Coronal mass ejections rarely pose immediate danger to human life, yet they impact life on Earth through generating magnetic disturbances that impact the weather in Earth's vicinity, where nearly thousands of spacecraft, comprising many from India, orbit.

"The most beautiful displays from solar eruptions are auroras, which are direct evidence that charged particles from Sun are travelling toward our planet," the scientist clarifies.

"But they can also cause electronic systems on a satellite malfunction, knock down electrical networks and affect meteorological and telecom spacecraft."

Past Solar Incidents

• The strongest solar event ever recorded occurred during the 1859 solar superstorm which knocked out communication systems worldwide
• In 1989, sections of Quebec's power grid was knocked out, affecting six million people without power for nine hours
• During late 2015, solar storms disturbed air traffic control, leading to disruption in Sweden and some other European air hubs
• Recently in 2022, an ejection had led to 38 commercial satellites failing

With capability to observe events on the Sun's corona and spot a solar storm or solar eruption as it happens, record its temperature at origin and watch its path, it can work as advanced warning to switch off electrical systems and satellites and move them out of harm's way.

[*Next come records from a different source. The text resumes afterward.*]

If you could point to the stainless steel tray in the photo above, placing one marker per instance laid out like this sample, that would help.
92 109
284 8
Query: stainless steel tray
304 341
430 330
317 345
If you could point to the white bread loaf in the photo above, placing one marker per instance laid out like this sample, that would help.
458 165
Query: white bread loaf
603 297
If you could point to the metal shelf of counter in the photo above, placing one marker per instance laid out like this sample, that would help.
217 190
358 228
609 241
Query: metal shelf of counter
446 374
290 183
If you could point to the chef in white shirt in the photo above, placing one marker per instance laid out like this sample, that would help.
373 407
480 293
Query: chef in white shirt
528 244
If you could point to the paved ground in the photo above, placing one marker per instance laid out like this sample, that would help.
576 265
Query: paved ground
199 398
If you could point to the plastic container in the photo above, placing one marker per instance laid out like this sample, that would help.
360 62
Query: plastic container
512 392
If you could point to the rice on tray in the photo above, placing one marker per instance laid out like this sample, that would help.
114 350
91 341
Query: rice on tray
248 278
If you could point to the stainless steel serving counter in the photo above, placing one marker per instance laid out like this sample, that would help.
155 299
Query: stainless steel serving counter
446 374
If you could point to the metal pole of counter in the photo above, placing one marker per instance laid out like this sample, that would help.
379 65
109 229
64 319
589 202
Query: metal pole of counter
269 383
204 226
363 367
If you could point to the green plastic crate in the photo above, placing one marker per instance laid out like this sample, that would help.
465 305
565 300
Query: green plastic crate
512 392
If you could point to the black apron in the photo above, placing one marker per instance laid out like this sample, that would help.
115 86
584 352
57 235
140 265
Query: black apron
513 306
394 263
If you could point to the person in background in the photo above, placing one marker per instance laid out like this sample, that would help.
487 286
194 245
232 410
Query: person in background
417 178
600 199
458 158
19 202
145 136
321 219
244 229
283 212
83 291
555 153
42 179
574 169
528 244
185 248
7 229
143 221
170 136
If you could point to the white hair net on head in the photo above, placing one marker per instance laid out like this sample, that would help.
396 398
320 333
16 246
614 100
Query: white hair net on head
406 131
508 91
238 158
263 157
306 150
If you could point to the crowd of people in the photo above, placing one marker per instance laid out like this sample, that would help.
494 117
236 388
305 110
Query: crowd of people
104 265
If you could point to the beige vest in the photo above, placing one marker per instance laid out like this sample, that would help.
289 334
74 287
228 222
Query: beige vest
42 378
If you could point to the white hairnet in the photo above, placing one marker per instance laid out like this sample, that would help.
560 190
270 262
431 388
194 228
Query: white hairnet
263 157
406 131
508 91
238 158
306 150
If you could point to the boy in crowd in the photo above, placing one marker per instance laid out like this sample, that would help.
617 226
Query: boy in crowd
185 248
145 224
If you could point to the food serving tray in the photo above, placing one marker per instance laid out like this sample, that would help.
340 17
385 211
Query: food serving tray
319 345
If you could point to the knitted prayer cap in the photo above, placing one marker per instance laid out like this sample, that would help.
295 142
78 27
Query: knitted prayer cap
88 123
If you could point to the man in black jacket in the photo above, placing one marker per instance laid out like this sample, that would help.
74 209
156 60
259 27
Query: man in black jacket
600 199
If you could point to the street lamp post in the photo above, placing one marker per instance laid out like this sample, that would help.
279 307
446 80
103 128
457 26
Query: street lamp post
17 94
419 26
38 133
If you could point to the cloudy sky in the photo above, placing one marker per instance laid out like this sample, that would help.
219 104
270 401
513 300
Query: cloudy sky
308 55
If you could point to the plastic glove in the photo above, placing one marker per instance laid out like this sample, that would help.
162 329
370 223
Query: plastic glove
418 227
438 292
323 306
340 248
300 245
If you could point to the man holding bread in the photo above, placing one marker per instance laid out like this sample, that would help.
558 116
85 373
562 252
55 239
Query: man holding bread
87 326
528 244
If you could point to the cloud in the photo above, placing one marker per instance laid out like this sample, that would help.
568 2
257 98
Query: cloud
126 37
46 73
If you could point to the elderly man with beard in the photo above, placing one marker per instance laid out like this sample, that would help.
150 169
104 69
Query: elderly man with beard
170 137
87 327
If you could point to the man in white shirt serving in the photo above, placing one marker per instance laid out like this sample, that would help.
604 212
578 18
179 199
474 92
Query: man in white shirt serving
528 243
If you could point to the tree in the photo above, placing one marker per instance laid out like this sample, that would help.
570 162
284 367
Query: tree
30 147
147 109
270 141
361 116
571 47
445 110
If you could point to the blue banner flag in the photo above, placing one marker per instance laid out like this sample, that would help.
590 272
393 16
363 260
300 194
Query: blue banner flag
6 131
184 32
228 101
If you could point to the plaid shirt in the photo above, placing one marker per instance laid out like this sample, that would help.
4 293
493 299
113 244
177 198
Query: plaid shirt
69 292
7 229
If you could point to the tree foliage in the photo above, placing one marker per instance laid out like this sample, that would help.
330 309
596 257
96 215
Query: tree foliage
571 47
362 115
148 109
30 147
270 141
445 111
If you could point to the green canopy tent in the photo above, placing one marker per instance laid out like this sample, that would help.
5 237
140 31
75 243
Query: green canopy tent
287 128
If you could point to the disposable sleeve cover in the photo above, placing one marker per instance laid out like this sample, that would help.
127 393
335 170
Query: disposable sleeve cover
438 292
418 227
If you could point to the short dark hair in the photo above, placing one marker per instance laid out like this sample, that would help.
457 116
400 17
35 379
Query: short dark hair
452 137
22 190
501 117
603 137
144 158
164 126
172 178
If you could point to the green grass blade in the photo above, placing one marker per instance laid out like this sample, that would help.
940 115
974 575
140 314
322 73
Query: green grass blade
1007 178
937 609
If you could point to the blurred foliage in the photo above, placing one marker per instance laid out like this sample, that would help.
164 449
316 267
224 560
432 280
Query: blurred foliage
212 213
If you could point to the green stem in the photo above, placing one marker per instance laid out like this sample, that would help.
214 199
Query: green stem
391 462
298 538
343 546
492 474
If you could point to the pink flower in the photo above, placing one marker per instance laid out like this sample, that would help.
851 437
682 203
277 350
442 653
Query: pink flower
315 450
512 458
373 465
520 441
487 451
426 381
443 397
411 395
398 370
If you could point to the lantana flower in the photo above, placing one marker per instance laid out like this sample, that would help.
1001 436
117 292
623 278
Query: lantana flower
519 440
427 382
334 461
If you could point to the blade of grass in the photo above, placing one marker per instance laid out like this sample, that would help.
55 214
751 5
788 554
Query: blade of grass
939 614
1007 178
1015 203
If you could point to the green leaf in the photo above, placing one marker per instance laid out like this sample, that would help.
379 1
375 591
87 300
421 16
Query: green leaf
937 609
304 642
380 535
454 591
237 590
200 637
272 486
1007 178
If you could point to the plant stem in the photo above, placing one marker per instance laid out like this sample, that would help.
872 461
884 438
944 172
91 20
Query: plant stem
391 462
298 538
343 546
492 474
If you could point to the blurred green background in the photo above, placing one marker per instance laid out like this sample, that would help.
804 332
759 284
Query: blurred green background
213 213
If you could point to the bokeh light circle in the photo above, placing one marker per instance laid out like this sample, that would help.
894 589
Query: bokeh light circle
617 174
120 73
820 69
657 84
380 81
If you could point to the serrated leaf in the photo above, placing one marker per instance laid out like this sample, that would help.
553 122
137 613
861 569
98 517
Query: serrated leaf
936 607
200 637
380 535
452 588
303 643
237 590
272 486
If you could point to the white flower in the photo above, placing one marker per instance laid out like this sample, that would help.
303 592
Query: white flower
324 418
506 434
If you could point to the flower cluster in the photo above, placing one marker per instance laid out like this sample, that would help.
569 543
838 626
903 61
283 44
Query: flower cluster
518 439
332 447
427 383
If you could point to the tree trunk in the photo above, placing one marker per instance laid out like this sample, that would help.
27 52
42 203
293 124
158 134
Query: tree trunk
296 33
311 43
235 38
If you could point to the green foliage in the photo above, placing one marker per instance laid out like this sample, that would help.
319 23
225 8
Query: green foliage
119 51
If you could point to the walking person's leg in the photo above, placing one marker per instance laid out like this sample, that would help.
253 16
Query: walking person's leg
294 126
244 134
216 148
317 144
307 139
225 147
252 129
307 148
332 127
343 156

Aditya-L1's Special Capability

While other solar missions observing our star, Aditya-L1 has an advantage compared to rivals when it comes to studying the solar atmosphere.

"The instrument has perfect dimensions that lets it nearly mimic lunar coverage, fully covering the Sun's photosphere and allowing it an uninterrupted view of nearly the entire of the corona 24 hours a day, throughout the year, even during solar events," says the expert.

Essentially, the coronagraph acts like an artificial Moon, obscuring the solar glare to let scientists continuously observe its faint outer corona – something natural eclipses does only during specific moments.

Additionally, it's unique that can study eruptions using optical wavelengths, enabling it to measure eruption heat and thermal output – crucial data indicating the intensity of an eruption when traveling our direction.

Readiness for Peak Period

To prepare for the upcoming solar maximum, scientists worked together analyzing the data obtained from one of the largest solar eruption recorded by the mission has recorded until now.

It originated on 13 September 2024 during early hours. The eruption's weight totaled billions of tons – the iceberg that struck the ship weighed much less.

Initially, the heat was 1.8 million degrees Celsius and the energy content was equivalent to millions of tons of TNT – in comparison the atomic bombs used in Japan were 15 kilotons and 21 kilotons respectively.

Although the numbers make it sound massive, the scientist classifies it as a "medium-sized" one.

The space rock which wiped out the dinosaurs on Earth carried enormous energy and during solar peak occurs, we could see eruptions with energy content matching even more than that.

"I consider this eruption we evaluated happened during periods was in the normal activity phase. This establishes the benchmark for future comparison assessing what is in store when the maximum activity cycle occurs," he says.

"The insights from this will help us work out protective measures to implement to protect satellites in orbit. Additionally, they'll aid us gain a better understanding of our space environment," he concludes.